Conceitos Básicos
WMCodec is an end-to-end neural speech codec that jointly optimizes compression-reconstruction and watermark embedding-extraction, enabling robust authenticity verification through deep cross-modal feature integration.
Resumo
The paper proposes WMCodec, a novel neural speech codec that addresses the limitations of previous approaches to embedding numerical watermarks for authenticity verification.
Key highlights:
- WMCodec integrates the watermark embedding and extraction processes into the end-to-end training of the speech codec, mitigating the adverse effects of codec compression on the watermark.
- The paper introduces an Attention Imprint Unit (AIU) that leverages cross-attention to enable deeper fusion of watermark and speech features, improving the accuracy and capacity of watermark extraction.

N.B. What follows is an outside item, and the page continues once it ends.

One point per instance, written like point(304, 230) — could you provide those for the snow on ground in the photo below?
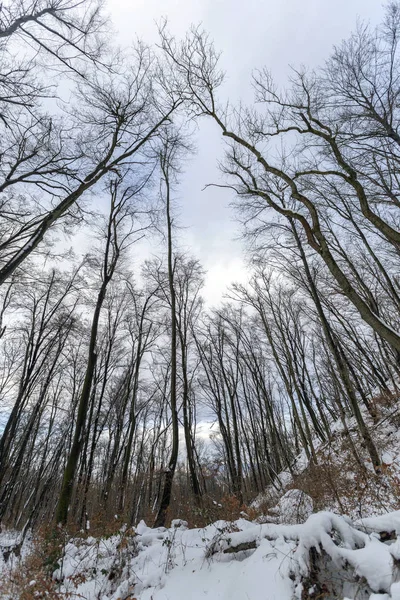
point(328, 556)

- Experiments on the LibriTTS dataset show that WMCodec outperforms strong baselines like AudioSeal with Encodec and reinforced TraceableSpeech in both watermark imperceptibility and extraction accuracy, especially at lower bitrates.
- At a bandwidth of 6 kbps with a watermark capacity of 16 bps, WMCodec maintains over 99% extraction accuracy under common attacks, demonstrating its robustness and practicality.
Estatísticas
At a bandwidth of 3 kbps, WMCodec 4@16 achieves a PESQ score of 2.606, STOI of 0.898, and MOS of 4.152 ± 0.20, outperforming AudioSeal with Encodec.
At a bandwidth of 6 kbps, WMCodec 4@16 achieves a PESQ score of 3.187, STOI of 0.936, and MOS of 4.434 ± 0.15, outperforming both AudioSeal with Encodec and reinforced TraceableSpeech.
At a bandwidth of 12 kbps, WMCodec 4@16 achieves a PESQ score of 3.558, STOI of 0.953, and MOS of 4.535 ± 0.12, outperforming AudioSeal with Encodec.
Citações
"WMCodec is the first neural speech codec to jointly train compression-reconstruction and watermark embedding-extraction in an end-to-end manner, optimizing both imperceptibility and extractability of the watermark."
"We design an iterative Attention Imprint Unit (AIU) for deeper feature integration of watermark and speech, reducing the impact of quantization noise on the watermark."